Hacker News new | ask | show | jobs
by lmeyerov 1965 days ago
This may help you do zero copy for a column of multi-dim without losing value types, just that it's encoding a multi-dim. This example is for values that are 3x3 of int8's:

```

import pyarrow as pa

my_col_of_3x3s = pa.struct([ (f'f_{x}_{y}', pa.int8()) for x in range(3) for y in range(3) ])

```

If using ndarrays, I think our helpers are another ~4 lines each. Interop with C is even easier, just cast. You can now pass this data through any Arrow-compatible compute stack / DB and not lose the value types. We do this for streaming into webgl's packed formats, for example.

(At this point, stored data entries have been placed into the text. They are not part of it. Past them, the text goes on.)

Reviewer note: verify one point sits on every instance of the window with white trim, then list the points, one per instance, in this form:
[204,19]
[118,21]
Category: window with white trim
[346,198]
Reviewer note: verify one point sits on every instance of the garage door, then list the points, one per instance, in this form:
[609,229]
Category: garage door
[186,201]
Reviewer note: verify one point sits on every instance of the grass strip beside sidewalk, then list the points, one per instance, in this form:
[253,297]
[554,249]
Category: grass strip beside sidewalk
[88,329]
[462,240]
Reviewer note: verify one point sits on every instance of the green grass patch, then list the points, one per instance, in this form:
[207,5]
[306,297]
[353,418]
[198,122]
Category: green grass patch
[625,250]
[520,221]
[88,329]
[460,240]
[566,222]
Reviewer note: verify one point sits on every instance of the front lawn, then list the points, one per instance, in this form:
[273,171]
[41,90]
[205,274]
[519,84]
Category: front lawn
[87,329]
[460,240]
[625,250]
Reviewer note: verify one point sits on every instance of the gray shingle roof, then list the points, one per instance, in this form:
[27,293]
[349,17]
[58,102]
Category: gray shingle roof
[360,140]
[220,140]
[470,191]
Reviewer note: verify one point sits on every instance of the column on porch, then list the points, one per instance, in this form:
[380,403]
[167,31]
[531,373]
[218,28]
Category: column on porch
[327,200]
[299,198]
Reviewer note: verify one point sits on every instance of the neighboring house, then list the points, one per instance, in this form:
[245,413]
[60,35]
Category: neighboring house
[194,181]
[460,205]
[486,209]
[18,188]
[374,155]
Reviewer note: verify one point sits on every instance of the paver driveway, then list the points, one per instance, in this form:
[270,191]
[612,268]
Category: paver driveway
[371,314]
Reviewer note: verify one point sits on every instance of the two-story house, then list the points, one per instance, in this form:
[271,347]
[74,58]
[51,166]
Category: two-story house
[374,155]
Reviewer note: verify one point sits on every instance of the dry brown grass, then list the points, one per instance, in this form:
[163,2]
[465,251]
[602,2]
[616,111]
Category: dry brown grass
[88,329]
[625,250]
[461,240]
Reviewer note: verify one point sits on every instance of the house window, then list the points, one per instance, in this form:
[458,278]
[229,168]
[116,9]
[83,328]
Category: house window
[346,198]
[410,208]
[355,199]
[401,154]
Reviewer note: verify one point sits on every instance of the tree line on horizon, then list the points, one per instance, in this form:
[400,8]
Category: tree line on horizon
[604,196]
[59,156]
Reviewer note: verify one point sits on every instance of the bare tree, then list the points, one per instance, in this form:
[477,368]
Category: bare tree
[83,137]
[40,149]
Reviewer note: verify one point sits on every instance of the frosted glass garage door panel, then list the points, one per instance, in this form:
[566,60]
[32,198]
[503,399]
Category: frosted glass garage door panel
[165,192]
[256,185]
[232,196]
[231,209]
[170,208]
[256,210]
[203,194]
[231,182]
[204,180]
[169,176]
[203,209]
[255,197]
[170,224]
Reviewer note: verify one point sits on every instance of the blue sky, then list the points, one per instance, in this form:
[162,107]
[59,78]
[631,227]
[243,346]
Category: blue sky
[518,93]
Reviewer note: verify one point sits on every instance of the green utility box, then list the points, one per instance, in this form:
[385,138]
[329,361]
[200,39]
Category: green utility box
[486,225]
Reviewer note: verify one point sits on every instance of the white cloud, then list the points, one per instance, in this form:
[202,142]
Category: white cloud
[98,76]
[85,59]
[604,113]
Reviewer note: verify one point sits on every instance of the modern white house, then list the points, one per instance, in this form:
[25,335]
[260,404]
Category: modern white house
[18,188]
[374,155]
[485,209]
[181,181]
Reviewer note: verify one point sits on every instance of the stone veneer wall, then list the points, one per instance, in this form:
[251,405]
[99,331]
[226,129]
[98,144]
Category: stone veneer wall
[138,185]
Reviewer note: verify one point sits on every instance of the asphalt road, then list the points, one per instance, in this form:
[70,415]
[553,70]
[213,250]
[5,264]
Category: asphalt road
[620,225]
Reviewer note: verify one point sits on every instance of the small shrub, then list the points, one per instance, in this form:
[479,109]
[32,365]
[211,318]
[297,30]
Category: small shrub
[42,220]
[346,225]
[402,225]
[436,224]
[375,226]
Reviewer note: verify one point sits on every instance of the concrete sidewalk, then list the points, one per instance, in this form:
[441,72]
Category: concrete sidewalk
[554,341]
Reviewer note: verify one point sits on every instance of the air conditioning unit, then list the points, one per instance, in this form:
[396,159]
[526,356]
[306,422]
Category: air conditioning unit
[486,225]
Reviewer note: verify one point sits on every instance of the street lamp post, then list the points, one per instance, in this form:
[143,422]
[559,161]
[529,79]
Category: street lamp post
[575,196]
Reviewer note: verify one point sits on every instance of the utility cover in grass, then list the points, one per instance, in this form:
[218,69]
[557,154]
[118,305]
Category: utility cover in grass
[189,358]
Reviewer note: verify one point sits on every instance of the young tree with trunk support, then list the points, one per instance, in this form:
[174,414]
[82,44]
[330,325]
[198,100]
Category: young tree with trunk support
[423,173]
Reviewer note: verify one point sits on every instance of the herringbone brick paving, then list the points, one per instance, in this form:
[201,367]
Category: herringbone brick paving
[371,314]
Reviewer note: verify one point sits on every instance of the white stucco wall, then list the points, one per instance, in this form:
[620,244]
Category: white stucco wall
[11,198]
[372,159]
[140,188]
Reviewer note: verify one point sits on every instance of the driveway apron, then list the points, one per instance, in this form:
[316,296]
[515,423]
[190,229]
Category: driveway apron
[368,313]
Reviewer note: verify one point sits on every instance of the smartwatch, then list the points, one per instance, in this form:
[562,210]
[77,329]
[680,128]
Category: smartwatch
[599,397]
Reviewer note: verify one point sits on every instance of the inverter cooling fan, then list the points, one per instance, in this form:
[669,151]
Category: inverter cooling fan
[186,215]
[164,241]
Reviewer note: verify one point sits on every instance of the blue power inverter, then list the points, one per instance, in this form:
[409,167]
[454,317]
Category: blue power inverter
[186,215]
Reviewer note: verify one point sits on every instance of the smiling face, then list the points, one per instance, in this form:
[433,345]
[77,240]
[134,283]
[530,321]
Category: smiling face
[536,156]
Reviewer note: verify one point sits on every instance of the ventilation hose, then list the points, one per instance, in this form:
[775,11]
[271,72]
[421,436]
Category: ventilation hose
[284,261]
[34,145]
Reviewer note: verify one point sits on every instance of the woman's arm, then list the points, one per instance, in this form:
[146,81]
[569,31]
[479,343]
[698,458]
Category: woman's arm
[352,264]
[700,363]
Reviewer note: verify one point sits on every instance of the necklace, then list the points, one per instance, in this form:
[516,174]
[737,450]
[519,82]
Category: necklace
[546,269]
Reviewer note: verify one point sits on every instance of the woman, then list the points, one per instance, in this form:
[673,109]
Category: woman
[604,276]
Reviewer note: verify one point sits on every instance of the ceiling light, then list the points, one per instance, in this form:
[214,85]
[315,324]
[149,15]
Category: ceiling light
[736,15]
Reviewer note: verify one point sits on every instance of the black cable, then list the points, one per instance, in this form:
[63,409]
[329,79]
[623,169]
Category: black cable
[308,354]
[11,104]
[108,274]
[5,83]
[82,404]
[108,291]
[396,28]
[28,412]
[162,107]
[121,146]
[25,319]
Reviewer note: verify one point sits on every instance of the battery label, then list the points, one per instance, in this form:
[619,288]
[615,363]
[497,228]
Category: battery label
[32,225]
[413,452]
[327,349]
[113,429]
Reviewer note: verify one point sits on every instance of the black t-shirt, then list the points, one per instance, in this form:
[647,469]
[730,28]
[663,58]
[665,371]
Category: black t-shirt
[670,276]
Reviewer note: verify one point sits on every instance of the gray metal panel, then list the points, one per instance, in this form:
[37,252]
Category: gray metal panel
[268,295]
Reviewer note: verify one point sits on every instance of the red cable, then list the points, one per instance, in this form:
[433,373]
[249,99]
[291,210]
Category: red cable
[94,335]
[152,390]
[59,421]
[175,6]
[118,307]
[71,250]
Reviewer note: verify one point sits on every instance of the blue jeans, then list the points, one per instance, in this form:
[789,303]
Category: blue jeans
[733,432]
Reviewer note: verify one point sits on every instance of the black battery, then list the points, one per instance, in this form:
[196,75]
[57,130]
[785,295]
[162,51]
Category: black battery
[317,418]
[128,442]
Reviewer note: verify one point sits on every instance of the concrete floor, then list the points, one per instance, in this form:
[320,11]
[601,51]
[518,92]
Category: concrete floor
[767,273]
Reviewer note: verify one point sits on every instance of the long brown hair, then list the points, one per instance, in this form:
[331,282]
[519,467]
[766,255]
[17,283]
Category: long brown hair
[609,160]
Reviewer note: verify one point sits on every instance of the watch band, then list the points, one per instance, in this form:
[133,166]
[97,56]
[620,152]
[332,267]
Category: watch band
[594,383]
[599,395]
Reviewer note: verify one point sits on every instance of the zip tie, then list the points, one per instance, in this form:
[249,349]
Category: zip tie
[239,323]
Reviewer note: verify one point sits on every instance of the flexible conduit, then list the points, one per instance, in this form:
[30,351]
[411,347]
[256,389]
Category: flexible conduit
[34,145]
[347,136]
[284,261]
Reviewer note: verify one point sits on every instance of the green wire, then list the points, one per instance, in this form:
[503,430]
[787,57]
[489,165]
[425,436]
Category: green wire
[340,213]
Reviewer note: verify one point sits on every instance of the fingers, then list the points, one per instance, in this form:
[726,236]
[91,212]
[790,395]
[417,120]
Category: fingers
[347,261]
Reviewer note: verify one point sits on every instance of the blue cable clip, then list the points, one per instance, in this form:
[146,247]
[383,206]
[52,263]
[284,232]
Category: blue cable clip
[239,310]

What you don't get is a hint to the downstream systems that it is multidimensional. Tableau would just let you do individual bar charts, not say a heatmap, assuming they support rank 2's. To convert, you'd need to do that zero-copy cast to whatever they do support. I agree a targetable standard would avoid the need for that manual conversion, and increases the likelihood they use the same data rep.

Native support would also avoid some header bloat from using structs. However, we find that's fine in practice, it's metadata. E.g., our streaming code reads the schema at the beginning and then passes it along, so actual payloads are pure data, and skip resending metadata.